Cadmus
“Letters for new lands”
Cadmus is a set of practical encyclopedias for people who come from the web (TypeScript, React, the DOM) and are moving into adjacent technical fields. The idea is simple: carry knowledge across stacks — explain the unfamiliar through the familiar, and give working examples instead of a retelling of the official docs.
What's inside
Today Cadmus covers three game engines — but it's built to grow into other topics. Each track is a self-contained encyclopedia with an introduction, a tour of the core concepts, and hands-on modules.
Why "Cadmus"
In legend, the Phoenician prince Cadmus brought the alphabet to Greece — the “Phoenician letters” (φοινικήια γράμματα) from which European writing grew. And while searching for his abducted sister Europa, he slew the dragon of Ares and sowed its teeth into the earth; from them rose the Spartoi, the warriors with whom he founded the city of Thebes.

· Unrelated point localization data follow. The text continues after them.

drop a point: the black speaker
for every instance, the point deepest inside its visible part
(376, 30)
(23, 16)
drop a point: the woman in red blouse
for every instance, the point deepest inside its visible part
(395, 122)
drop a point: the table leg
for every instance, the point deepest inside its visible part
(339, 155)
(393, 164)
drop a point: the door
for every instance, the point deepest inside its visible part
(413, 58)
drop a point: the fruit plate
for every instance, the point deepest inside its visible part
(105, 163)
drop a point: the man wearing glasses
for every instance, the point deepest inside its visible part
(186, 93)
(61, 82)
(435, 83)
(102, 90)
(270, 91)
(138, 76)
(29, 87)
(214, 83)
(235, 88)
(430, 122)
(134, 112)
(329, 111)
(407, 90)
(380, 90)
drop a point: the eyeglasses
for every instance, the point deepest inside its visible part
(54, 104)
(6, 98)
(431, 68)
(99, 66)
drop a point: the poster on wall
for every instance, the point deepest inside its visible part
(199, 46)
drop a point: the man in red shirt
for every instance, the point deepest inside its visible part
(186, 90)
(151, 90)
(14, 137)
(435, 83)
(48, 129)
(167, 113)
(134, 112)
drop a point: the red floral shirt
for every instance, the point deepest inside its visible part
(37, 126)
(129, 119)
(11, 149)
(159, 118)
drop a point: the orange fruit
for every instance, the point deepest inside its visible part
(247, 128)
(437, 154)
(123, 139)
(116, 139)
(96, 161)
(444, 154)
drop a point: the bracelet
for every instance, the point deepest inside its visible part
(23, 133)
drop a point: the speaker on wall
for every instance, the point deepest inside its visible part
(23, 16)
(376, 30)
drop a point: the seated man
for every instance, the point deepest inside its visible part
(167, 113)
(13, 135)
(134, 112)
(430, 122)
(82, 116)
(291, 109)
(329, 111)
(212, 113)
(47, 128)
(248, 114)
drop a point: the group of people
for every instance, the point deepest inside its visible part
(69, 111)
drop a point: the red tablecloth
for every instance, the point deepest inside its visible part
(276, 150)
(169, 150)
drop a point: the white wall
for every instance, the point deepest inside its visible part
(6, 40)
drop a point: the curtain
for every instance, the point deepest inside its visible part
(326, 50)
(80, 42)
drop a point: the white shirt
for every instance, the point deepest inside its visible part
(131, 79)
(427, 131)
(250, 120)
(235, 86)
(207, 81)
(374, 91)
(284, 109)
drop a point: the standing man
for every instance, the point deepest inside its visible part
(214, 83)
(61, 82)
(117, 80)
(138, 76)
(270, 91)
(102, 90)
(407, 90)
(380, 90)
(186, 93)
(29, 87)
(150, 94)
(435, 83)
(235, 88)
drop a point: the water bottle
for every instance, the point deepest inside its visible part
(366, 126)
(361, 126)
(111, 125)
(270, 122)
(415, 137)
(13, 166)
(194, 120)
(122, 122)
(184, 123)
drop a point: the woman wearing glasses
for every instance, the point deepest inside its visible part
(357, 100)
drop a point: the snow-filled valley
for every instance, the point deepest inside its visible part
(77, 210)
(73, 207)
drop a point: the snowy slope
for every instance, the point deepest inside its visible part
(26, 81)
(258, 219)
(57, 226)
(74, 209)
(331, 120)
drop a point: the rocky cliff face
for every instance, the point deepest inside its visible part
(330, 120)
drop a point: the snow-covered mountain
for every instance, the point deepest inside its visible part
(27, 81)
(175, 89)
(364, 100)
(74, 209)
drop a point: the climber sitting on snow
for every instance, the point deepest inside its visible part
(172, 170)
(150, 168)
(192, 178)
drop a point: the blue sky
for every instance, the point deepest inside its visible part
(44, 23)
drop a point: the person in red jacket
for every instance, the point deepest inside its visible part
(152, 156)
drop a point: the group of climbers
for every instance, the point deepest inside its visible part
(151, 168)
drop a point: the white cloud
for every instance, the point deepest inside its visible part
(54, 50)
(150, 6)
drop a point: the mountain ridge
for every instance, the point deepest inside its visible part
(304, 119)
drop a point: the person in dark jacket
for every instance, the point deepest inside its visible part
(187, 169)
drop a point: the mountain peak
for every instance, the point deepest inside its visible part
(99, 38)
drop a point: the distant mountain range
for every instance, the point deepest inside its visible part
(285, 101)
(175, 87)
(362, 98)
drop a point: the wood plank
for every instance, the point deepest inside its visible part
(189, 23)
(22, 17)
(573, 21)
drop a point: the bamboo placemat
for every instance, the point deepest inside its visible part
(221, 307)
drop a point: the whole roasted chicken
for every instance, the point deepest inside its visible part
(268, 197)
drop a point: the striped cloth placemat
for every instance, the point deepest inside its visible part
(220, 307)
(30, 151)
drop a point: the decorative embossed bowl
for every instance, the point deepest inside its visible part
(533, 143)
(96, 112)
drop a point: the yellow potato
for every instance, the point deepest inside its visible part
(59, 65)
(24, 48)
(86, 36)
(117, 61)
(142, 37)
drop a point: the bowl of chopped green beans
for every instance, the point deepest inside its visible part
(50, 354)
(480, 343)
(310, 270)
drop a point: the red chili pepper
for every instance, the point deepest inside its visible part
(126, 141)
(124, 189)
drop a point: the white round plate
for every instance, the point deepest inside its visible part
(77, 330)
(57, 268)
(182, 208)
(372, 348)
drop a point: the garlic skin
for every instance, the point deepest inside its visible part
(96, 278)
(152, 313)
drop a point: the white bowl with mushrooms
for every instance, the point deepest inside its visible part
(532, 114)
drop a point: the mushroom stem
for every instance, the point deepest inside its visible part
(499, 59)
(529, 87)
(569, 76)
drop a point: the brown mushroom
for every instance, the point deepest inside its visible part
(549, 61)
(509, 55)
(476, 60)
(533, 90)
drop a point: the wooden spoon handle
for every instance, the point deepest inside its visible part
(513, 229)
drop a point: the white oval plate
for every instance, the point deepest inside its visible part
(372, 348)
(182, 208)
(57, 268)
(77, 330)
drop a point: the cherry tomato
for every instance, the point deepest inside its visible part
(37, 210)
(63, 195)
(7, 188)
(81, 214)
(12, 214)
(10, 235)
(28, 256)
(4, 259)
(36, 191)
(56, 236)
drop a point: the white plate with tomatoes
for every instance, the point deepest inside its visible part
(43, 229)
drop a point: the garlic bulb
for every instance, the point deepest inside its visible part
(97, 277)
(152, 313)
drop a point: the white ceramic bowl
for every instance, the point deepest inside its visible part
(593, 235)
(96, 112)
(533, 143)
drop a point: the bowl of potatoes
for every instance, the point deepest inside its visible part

The story felt apt. An encyclopedia does the same thing: it carries concepts from one technical world into another and gives them a place where they add up to a system. The coiled serpent in our logo is that dragon.
Principles
- A bridge to the web. Every engine concept is explained through something familiar: DOM ↔ scene tree, useEffect ↔ Update / _process, npm ↔ Asset Store.
- Practice, not paraphrase. Working code examples and small projects instead of a translated manual.
- Accuracy. Pinned to current versions (Unity 6, Godot 4.x, Phaser 4) and fact-checked.
- Two languages. Content is available in Russian and English (fully for Phaser so far; Unity and Godot are being translated).
- Openness. The content is free and friendly to search engines and LLM agents — there's RSS and llms.txt.
Under the hood
The site is built with Astro + TypeScript + MDX, full-text search runs on Pagefind, and illustrations are generated and optimized to WebP. No trackers. Maps for agents: llms.txt and llms-full.txt; feeds at /rss.xml.